On retrouve cette idée dans les textes taoïstes en Chine où
l'accent est mis sur le fait de s'abandonner au Tao, à la Voie, le
cours des événements : laissez-vous guider par le flux de
l'existence plutôt qu'espérer changer les choses par son travail et
son effort personnel.
Quels
sont les reproches habituellement adressés à l'espérance ?
-
1°) L'espoir porte sur quelque chose de futur : j'espère avoir
l'argent pour acheter une belle maison, j'espère que ma carrière
progressera bien, j'espère que je vais gagner au loto. Tous ces
événements doivent se produire dans le futur. L'espérance nous
projette dans le futur, nous fait entrevoir un futur idéalisé, et
du coup, nous fait perdre de vue le moment présent. L'espérance
agit comme une drogue qui nous ferait oublier le moment présent
douloureux ou insatisfaisant. Or le futur n'existe pas encore, seul
existe ce moment présent. L'espérance nous enferme dans l'illusion
de l'avenir.
À
ce propos, le Bouddha affirmait :
« Le
passé n'est plus.
Le
futur n'est pas encore.
Ne
vous attachez pas au passé,
Ne
vous laisser submerger par le futur ».
-
2°) L'espoir semble être quelque chose de très positif à première
vue. « L'espoir fait vivre... », mais en fait, cet espoir
est inextricablement lié à la crainte. Si j'espère réussir mon
examen, c'est inévitablement que du même coup j'ai peur de rater ce
même examen. Dans le livre III de son Éthique, Baruch
Spinoza affirme : « Il n'y a pas d'espoir sans crainte,
ni de crainte sans espoir ». L'espoir a donc ce fâcheux
inconvénient d'inviter constamment en nous cet hôte indésirable
qu'est la crainte, la peur, l'angoisse...
-
3°) L'espoir projette constamment un futur idéalisé, correspondant
parfaitement à nos désirs. Il a donc le pouvoir de rendre très
décevant le moment présent qu'il a tendance à rendre beaucoup plus
insatisfaisant qu'il n'est réellement. L'espoir nous fait voir la
situation présente uniquement sous l'angle de ce qui y est pénible,
morne ou ennuyeux. Si on avait la sagesse d'apprendre à se contenter
de qu'on a dans l'ici et maintenant, on verrait d'insoupçonnées
richesses dans l'instant présent. Et on pourrait d'autant plus agir
pour améliorer ce présent.
-
4°) L'espoir nous précipite dans la passivité. L'espoir est
souvent vécu comme une attente. J'attends passivement que les choses
s'améliorent, que l'argent tombe du ciel, que ma santé revienne.

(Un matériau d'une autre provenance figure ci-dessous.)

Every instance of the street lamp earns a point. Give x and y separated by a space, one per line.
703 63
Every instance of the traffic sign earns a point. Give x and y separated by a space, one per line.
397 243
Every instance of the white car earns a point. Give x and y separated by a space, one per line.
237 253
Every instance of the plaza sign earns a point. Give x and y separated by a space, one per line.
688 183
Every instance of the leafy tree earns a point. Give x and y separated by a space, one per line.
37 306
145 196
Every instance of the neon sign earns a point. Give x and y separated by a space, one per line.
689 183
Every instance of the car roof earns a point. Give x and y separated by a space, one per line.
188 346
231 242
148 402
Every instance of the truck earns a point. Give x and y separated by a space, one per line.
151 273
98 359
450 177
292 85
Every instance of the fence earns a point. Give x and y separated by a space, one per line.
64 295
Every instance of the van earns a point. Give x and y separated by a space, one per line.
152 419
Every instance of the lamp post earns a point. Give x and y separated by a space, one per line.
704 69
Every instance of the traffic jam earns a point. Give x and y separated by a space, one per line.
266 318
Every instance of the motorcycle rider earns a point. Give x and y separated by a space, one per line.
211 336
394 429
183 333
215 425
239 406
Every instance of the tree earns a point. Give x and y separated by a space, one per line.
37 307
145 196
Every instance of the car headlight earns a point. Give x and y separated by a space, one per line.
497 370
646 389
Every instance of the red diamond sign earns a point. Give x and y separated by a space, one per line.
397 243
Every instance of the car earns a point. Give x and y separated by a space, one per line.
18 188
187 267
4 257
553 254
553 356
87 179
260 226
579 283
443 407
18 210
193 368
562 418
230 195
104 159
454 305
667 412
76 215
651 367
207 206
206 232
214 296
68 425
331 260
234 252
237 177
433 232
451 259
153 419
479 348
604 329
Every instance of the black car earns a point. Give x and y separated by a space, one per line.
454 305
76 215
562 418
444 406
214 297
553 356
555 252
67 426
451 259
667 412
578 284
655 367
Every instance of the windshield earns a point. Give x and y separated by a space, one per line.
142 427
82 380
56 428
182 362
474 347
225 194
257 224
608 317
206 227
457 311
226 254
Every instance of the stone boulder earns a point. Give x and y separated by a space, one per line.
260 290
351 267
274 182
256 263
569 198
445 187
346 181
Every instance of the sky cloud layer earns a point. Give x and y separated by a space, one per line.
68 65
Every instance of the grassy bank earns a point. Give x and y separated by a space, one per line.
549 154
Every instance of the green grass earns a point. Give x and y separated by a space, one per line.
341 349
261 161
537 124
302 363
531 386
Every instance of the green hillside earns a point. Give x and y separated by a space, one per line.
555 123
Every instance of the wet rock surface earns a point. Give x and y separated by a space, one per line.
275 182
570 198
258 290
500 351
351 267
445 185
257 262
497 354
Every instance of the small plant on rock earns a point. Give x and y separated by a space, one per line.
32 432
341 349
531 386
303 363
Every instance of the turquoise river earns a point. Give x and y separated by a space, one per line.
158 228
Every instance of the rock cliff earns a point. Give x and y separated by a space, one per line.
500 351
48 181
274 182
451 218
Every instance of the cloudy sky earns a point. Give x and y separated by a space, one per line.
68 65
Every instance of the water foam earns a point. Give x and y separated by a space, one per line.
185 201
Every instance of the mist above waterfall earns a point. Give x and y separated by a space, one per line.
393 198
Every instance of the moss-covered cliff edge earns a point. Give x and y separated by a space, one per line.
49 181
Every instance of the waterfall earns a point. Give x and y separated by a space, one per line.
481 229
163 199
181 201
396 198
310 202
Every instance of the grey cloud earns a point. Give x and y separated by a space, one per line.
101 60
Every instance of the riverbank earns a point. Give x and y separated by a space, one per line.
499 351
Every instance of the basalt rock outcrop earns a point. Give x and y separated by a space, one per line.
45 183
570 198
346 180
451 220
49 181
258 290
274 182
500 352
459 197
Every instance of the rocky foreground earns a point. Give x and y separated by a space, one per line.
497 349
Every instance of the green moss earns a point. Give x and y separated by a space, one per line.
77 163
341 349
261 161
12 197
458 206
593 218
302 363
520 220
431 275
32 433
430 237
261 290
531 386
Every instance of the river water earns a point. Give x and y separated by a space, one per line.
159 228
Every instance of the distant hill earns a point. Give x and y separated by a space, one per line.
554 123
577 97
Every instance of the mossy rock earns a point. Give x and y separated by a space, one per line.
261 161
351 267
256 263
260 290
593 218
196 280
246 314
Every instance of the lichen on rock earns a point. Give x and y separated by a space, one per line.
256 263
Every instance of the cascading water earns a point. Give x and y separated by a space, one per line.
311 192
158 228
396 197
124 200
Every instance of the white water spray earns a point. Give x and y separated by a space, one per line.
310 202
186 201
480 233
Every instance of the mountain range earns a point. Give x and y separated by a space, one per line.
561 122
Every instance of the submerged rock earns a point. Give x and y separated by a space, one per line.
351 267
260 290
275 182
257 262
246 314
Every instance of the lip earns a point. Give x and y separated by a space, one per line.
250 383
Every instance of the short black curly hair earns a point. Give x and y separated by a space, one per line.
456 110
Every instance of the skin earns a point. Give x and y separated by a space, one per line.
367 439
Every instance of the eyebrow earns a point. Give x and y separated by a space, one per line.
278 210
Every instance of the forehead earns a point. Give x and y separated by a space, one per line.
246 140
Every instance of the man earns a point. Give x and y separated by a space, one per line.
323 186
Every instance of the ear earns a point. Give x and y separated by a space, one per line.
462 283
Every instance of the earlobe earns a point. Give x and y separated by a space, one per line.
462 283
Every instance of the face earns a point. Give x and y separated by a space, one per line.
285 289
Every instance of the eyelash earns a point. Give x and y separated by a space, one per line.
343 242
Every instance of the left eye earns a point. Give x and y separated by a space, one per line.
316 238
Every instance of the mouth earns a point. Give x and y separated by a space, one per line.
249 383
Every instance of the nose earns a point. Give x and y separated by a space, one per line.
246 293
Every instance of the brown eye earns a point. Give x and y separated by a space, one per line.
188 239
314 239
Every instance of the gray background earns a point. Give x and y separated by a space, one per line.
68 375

Cet espérance contribue donc à nous rendre faible et impuissant à
changer les choses.
*****
On
voit que cette conception de l'espérance présente dans différents
philosophies antiques s'oppose frontalement à la religion chrétienne
pour qui l'espérance est une vertu fondamentale. Un chrétien se
doit d'espérer constamment le royaume de Dieu. Le christianisme mise
tout sur cette espérance que Dieu résoudra tous nos problèmes, si
pas dans cette vie, dans la prochaine. Cette espérance ne coule pas
de source : même Jésus, pourtant le fils de Dieu si on croit
la Bible, avait eu son gros moment de doute sur la Croix : « Ô
père, pourquoi m'as-tu abandonné ? »
Pourtant,
on retrouve cette critique de l'espoir même chez des philosophes
foncièrement chrétiens comme Blaise Pascal : « On ne
vit pas, on n'espère de vivre. Si bien que nous disposant toujours à
être heureux, il est inévitable que nous ne le soyons jamais ».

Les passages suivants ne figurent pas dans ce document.